The effects of this use of social media have included: suicides of named victims, arrests of persons making threats, expulsion of students abusing the internet, and a general recognition of the malaise that seems to be taking hold of internet users. Many authorities, teachers, victims and judges of this trend have proposed methods to control this misuse of internet resources. These have included forced analysis of messages for acceptability, stiff penalties for originators, legal limits on what can be posted on the internet, etc. However, due to the nature of the internet (almost instantaneous and ubiquitous), most controls are ineffective.

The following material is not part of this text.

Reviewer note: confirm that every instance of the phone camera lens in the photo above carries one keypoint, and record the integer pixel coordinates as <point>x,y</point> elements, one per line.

Society must instill all internet users with “intellectual humility”. So, what is intellectual humility? First, it’s an intellectual virtue. In general, a virtue is a trait the helps humans live a better, more meaningful life. Aristotle was the first philosopher to develop a detailed theory of virtues, dividing them into two groups: moral virtues, dealing with living a good, just and pure life, and intellectual virtues that aid in correct reasoning and the search for truth and understanding.
All virtues can be learned, become stronger with repeated use, and represent
a balance between two extremes. Thus, intellectual humility is a balance between arrogance and servility; a willingness to admit to one’s intellectual limitations. It’s unconcerned with status and prestige, but aims for truth and understanding. In practice this means refraining from quick, unthinking reaction to someone’s stated position. Intellectual humility requires respect for the opinions of others, enough respect to require careful evaluation of their position. However, it also values intellectual integrity and allows for response to unfounded diatribes and false information.
Intellectual humility should be part of the academic curriculum, but it doesn’t require an additional subject; it becomes an integral part of other subjects. The rules of grammar should be followed with rigour, but with allowances for creative
imagination. Science and mathematics must be presented as searches for truth and understanding. Social studies should include the values of respect and cooperation. Critical thinking must be employed in all areas of study. Beyond this, intellectual humility should become a foundation of human endeavour and communication.   
Making intellectual humility a part of normal, acceptable human behaviour is an achievable goal. It does, however, require some effort and attention to the importance of meaningful, courteous communication. With practice, intellectual humility can become a natural characteristic of the person and a guide to all. This is a more certain cure for the malaise that currently infects our social media.